Americans are uniquely obsessed with our good name the world over. After all, we invented the persuasion industries from advertising to public relations and no other country has a more recognized image, good and bad, across the planet.
This makes it all the more puzzling why the position of chief public diplomat is still vacant over halfway through the new president's first hundred days. The Undersecretary of State for Public Diplomacy and Public Affairs is the highest profile nation image position outside the Secretary of State and President. Sh/e is tasked with carrying out U.S. efforts to understand, influence and engage with global publics. Perhaps the former dueling Democratic presidential candidates Clinton and Obama are choosing to share the Brand America load for now, but those of us who watch the news ticklers on public diplomacy are waiting and wondering who the next chief of PD will be.
The word on the American street is that it will be Judith McHale, former President and CEO of Discovery Communications, Inc., and a close FOH (friend of Hillary). An online biography http://www.shemadeit.org/meet/biography.aspx?m=107 emphasizes her rise to the top as one of the most prominent female television executives in managing global media brands:
Judith McHale oversaw the worldwide expansion of the Discovery brand and image to 1.4 billion subscribers in more than 170 countries and territories. This unqualified success followed her years at the early days of MTV Networks, where she oversaw all legal aspects of their early brands and earned a reputation as a savvy dealmaker.
James Glassman departed in mid-January after 225 days in office. Karen Hughes departed for Austin, Texas in December 2007. We probably can't even recall Margaret Tutwiler's six months in office before her leap to the corporate sector. Last I checked she was head of communications for Merrill Lynch & Co.
The most famous brand champion was the much-ballyhooed Charlotte Beers. An advertising legend on Madison Avenue, Beers gave a prominent face to the public diplomacy sector. She called America a most elegant brand and tried mightily to reposition Brand America as a peace-loving nation that had no gripe with the religion of Islam or Muslims in general, just radical Islamists who attack America or its interests abroad. Her Shared Values advert campaign (now available on YouTube) broadcast how well Muslim Americans were treated in the United States. Shared Values was rolled out during Ramadan 2002 and just months before the U.S. invaded its second Muslim country in an 18-month period. Not good timing, to say the least.
This past Sunday, President Obama finished his latest TV appearance (is a talk show next?) in which he had this interesting tête-à-tête with Steve Kroft, his favorite go-to guy from 60 Minutes, now known as 44 Minutes with the American president and Andy Rooney. Watch it now: http://www.cbsnews.com/video/watch/?id=4883166n
KROFT: A week ago Vice President Cheney said essentially that your willingness to shut down Guantanamo and to change the way prisoners are treated and interrogated was making America weaker and more vulnerable to another attack. And that the interrogation techniques that were used at Guantanamo were essential in preventing another attack against the United States.

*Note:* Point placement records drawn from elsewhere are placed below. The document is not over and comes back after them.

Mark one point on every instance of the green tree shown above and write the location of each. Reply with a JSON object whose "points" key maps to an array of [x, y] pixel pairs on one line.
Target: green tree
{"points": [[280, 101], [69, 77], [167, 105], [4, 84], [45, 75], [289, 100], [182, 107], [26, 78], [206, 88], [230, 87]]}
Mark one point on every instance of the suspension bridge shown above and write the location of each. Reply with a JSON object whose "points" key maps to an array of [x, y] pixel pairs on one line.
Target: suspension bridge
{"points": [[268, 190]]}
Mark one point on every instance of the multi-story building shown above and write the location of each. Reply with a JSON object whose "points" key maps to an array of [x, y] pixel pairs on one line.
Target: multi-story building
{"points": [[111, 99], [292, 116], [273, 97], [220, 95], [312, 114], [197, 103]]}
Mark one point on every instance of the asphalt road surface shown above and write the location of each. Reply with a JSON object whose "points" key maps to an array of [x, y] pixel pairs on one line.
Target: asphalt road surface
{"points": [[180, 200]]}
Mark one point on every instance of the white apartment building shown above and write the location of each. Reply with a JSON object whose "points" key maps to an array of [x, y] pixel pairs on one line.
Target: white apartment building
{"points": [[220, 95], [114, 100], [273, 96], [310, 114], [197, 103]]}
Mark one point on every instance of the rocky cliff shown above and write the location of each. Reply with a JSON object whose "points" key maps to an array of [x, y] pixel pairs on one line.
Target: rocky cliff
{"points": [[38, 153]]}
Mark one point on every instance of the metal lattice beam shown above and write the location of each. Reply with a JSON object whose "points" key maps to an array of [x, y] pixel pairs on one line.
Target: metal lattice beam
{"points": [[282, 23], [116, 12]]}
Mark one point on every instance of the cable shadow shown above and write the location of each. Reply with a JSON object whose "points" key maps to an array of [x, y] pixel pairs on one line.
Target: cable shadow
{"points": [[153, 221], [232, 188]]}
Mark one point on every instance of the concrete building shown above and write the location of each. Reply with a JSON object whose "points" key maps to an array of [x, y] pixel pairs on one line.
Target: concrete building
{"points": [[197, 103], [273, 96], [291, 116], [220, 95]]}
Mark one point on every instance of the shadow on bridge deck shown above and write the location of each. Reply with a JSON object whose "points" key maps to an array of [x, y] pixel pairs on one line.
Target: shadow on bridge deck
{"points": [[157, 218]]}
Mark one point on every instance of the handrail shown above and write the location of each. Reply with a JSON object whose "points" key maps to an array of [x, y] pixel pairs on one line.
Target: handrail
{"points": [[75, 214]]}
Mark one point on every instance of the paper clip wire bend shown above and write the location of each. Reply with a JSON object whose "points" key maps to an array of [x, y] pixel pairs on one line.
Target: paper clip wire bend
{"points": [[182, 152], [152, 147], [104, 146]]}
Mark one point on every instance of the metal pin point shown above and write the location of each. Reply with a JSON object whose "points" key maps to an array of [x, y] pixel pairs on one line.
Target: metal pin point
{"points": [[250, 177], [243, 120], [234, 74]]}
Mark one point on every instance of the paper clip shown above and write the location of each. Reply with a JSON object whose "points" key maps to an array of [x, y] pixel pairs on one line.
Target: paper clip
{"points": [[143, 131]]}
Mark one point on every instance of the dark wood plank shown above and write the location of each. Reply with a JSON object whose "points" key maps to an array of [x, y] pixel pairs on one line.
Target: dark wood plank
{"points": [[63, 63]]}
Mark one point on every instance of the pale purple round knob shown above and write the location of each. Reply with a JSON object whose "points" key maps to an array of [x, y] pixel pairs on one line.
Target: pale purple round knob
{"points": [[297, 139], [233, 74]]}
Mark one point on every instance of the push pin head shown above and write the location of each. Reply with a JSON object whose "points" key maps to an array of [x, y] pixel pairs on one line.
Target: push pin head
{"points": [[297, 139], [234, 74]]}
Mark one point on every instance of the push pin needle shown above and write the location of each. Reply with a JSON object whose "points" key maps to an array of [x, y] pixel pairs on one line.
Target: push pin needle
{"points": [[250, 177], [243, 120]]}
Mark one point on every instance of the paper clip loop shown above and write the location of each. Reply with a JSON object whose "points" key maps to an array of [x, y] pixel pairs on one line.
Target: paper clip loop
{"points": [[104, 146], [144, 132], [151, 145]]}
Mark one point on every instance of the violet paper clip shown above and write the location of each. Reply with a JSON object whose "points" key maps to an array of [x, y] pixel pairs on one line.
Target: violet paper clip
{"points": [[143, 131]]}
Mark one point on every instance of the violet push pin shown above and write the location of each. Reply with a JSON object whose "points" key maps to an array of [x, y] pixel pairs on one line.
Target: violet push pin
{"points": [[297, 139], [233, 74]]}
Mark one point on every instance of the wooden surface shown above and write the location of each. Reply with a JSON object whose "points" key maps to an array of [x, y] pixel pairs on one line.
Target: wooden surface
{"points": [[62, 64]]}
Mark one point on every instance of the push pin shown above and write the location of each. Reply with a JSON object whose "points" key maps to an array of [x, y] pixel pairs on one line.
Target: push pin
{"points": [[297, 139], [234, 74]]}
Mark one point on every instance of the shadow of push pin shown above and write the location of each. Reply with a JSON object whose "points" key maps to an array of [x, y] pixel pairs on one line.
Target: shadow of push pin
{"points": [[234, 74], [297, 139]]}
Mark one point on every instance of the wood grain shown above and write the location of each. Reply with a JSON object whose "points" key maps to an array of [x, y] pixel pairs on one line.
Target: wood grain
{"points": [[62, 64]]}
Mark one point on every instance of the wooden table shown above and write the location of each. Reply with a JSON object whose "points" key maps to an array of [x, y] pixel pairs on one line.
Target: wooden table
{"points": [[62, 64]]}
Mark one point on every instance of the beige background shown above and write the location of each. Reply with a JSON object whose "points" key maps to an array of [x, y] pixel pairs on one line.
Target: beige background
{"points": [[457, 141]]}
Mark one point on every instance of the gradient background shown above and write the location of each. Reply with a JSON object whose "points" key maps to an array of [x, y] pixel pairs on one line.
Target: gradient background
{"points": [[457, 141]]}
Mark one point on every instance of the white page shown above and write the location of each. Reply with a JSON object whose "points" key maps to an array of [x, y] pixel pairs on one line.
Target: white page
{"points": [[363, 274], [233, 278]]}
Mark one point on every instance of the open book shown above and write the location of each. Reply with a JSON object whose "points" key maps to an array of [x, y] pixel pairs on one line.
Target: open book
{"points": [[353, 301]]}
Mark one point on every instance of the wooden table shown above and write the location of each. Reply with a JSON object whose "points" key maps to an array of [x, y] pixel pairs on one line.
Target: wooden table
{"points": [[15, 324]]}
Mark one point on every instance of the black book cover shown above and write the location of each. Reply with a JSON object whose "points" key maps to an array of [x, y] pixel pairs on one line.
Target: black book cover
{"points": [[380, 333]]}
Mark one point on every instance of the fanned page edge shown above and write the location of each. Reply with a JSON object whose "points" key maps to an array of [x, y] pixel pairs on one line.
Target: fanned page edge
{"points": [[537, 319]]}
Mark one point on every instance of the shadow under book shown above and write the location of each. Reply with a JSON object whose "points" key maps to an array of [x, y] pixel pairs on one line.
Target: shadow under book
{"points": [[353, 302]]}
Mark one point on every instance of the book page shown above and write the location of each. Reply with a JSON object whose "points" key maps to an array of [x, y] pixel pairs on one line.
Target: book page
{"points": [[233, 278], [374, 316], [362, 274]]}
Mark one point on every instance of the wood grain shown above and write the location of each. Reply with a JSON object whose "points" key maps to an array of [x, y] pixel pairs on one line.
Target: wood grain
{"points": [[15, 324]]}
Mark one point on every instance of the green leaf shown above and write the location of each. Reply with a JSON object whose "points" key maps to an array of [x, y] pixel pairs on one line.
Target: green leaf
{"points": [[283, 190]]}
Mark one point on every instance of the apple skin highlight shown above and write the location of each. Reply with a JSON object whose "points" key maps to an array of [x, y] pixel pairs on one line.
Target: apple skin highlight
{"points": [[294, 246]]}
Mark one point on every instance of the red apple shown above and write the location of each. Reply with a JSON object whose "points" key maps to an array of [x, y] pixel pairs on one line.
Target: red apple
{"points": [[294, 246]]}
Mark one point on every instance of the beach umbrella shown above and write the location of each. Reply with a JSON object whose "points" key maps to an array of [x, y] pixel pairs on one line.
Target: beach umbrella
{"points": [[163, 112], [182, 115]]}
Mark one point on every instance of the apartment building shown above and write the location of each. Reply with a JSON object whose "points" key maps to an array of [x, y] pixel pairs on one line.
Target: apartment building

OBAMA: I fundamentally disagree with Dick Cheney. Not surprisingly. You know, I think that Vice President Cheney has been at the head of a movement whose notion is somehow that we can't reconcile our core values, our Constitution, our belief that we don't torture, with our national security interests. I think he's drawing the wrong lesson from history. The facts don't bear him out. I think that attitude, that philosophy has done incredible damage to our image and position in the world.
In that last sentence the President is stating the obvious about America's standing in the world. Our image is damaged, our standing in the world is lower, and Obama's historic win isn't the magic pill to make all things better overseas. Just yesterday the EU president called Obama's spending frenzy plan to restore the U.S. economy a "way to hell."
We still have no Ministry of American Culture, no Public Diplomacy Chief Executive Officer, and no BBC-equivalent global broadcasting brand, only Dick Cheney to keep chirping about the 'good ole days' and how unsafe we are with a new administration.
That's one American image I'd like to live without.